Two: Tyler Saladino, despite taking the second longest average at-bats for the White Sox this year (4.45 pitches per plate appearance, a rate that would be good for a top-five placement in MLB if he was qualified with enough PAs), hasn’t been able to put the ball in play enough. Saladino has walked plenty (13 walks is second on the team, behind Omar Narvaez and Todd Frazier) but his 34 strikeouts (also good for third on the team, behind Matt Davidson and Tim Anderson) have been too much to bear.

That brings us to the tipping point, perhaps, on Yolmer. He hasn’t walked a whole lot—just six times in 99 trips—but his 21 K’s are somewhat concerning. That Yolmer likes to swing isn’t a bad thing in a vacuum, it’s just that the White Sox have plenty of hitters who fit that description.

While the White Sox wait for Yoan Moncada (heir to the keystone and potential usurper of Most Popular White Sox Whose First Name Starts With A ‘Y’) it will be interesting to see how quickly Renteria shuffles his options at second base.

Brett Lawrie Released

The White Sox have requested waivers on second baseman Brett Lawrie for the purposes of granting his unconditional release. Lawrie’s last game with the Sox, it seems, was July 21st of the 2016 season. Numerous leg injuries Lawrie attributed to wearing orthotics for the first time in his career sidelined him for the vast majority of the second half.

Releasing Lawrie, however, was a philosophical decision by the organization not cutting bait on an injured player.

“As we talked about throughout this offseason, part of this process of building something sustainable for the future involves making some difficult decisions and today was a difficult decision,” GM Rick Hahn said. “Brett is a talented player who, no doubt in any of our minds, will help a club this season. At the same time we are committed to giving an opportunity to several of our young players–players who are going to be here for an extended period of time and we want to find out about.”
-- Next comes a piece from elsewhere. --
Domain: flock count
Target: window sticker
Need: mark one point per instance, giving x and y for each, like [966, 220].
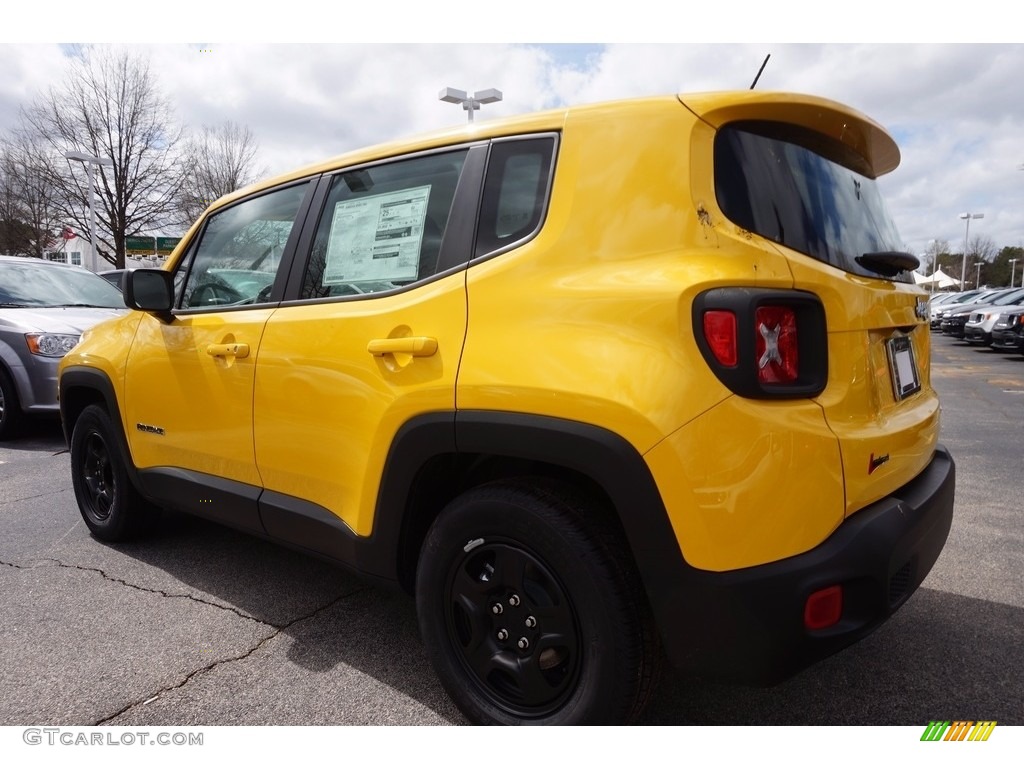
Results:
[377, 238]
Lawrie (who slashed .248/.310/.413 with 12 HRs and 36 RBI) started 2016 on a tear and was part of the reason the Sox were able to get off to such a hot start while Abreu and other struggled at the plate. He was acquired December 9th, 2015 when the Sox sent JB Wendleken and Zack Erwin to the A’s.

After resigning Lawrie for the 2017 season for $3.5 million dollars, it was widely thought that Lawrie, if he got off to a hot start like last year, could be trade bait as the White Sox continued their rebuild. Health would be a big factor, however, as up until his release, Lawrie had not been able to get into a game. He’d been recovering, still, from nagging injuries related to orthotics and told reporters late last week that he was “close” to being comfortable enough to get into games.

With Lawrie’s release, Tyler Saladino and Yolmer Sanchez figure to be the replacements at the keystone at least until top prospect Yoan Moncada is ready for the Big Leagues. The White Sox currently have 38 players on the 40-man roster with 59 players in camp. First baseman Jose Abreu returned from his testimony in a Miami court and is in the lineup for tonight’s game against the Padres. The White Sox will be on the hook for just under $600,000 of Lawrie’s $3.5 million dollar deal. The major league minimum salary is $535,000 for 2017.